Simics Hindsight: Reverse Execution for Software Debugging
Simics Hindsight: Reverse Execution for Software Debugging
By Ann Ernst published: Wednesday, May 04 2005
Virtutech develops, markets and licenses efficient instrumented system-level simulation technology. Its core product, Simics, provides large system virtualization for simulating high-performance computer and electronic systems.
VSM spoke with Paul McLellan, Vice President of Marketing, about its newest technology, Simics Hindsight.
VSM: Could you tell us about the company and Simics?
PM: The roots of the company are in the Swedish Institute of Computer Science, one of the world’s top computer science institutions. The company was created in 1998; in 2002 CEO Peter Magnusson moved to San Jose, building out the sales and marketing organization in the US. There are about 50 people in the company, and we raised $7.5m last year from three venture capital firms.

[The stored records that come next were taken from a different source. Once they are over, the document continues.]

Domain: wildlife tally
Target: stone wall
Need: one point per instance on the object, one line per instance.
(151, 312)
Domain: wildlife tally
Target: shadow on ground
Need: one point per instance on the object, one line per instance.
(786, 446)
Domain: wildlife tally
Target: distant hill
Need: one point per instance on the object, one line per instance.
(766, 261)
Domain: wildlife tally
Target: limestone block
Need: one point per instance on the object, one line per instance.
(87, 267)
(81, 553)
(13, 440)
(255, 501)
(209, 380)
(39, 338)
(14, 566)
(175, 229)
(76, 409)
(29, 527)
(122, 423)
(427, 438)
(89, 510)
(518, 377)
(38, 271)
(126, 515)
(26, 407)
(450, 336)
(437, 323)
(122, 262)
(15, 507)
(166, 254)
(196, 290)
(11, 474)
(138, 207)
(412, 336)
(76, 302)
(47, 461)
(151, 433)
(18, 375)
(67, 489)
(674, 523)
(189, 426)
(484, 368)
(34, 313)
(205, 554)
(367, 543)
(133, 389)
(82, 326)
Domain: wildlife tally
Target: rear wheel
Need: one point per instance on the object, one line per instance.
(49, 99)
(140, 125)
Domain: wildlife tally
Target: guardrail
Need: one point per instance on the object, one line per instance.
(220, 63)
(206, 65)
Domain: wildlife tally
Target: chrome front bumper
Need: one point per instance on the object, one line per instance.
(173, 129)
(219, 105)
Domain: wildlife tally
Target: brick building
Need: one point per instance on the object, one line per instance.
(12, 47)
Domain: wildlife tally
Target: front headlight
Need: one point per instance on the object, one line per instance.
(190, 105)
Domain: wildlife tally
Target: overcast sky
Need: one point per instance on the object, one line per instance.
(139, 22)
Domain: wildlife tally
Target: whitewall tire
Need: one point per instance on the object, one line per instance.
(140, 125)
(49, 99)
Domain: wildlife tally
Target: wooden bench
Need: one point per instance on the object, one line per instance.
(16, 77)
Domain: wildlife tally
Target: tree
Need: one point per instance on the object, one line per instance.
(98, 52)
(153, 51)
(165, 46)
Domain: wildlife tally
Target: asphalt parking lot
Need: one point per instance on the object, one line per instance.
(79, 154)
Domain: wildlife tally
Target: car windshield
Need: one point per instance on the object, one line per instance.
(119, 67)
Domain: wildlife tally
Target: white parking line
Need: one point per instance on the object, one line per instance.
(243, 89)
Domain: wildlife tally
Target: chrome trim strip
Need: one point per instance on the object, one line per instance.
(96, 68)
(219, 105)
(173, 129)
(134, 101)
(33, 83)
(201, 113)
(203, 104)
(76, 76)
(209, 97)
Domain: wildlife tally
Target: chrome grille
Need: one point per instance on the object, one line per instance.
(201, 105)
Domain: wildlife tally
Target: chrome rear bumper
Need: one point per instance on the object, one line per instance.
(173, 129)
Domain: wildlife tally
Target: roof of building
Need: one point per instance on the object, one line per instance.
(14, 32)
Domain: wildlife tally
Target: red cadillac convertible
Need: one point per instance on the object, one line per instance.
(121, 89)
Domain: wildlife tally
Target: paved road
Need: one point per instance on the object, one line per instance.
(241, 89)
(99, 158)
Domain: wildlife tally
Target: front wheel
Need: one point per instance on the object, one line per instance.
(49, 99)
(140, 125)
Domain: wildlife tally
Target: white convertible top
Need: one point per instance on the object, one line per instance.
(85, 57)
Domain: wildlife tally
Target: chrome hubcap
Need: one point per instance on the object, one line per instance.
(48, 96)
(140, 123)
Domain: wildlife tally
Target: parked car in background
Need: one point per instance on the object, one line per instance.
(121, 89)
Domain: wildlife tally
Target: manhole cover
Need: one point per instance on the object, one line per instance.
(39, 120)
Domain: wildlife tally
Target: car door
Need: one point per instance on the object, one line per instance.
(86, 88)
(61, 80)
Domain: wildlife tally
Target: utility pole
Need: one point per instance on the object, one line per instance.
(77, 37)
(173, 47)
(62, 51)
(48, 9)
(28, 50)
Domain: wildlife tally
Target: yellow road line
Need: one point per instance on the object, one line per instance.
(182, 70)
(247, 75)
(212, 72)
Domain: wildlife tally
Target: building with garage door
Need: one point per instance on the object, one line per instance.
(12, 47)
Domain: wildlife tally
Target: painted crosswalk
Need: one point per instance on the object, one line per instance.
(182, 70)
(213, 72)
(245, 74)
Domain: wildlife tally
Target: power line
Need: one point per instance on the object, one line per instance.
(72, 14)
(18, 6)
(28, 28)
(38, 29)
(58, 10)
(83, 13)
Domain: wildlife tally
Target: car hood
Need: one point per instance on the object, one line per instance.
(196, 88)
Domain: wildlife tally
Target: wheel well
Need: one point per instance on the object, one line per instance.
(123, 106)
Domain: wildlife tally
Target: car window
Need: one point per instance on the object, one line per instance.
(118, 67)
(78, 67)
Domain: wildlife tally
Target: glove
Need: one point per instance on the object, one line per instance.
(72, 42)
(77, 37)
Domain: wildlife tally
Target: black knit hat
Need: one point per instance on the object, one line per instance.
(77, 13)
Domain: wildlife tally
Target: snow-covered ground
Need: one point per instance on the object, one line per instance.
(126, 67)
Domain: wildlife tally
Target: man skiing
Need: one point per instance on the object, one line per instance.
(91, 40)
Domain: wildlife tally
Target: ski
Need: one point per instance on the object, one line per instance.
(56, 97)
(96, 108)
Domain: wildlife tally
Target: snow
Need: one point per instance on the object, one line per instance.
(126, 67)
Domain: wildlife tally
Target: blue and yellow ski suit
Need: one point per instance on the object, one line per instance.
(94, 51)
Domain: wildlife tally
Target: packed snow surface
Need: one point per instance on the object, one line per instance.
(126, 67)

We are starting to get significant traction with large, brand-name customers. Unlike many startups, the customers who understand our utility first tend to be the biggest electronics systems companies. Instead of those companies typically being slow to move and prone to wait until the market shakes out and the winners are selected, we’ve seen Sun, AMD and others implement our product very early on.
VSM: And Microsoft too?
PM: Yes, Microsoft ported Windows to the Opteron 64-bit AMD architecture using Simics. They developed the software on Simics nearly 18 months before they had silicon, and the day that they got silicon, Windows booted and ran. That’s generally unheard of.
The problem we’re addressing in the Microsoft case is getting the software “right”. Our focus isn’t particularly the PC but rather the huge quantities of system software in things like aircraft and routers. For example, the Airbus 380 jumbo jet supposedly contains a billion lines of code.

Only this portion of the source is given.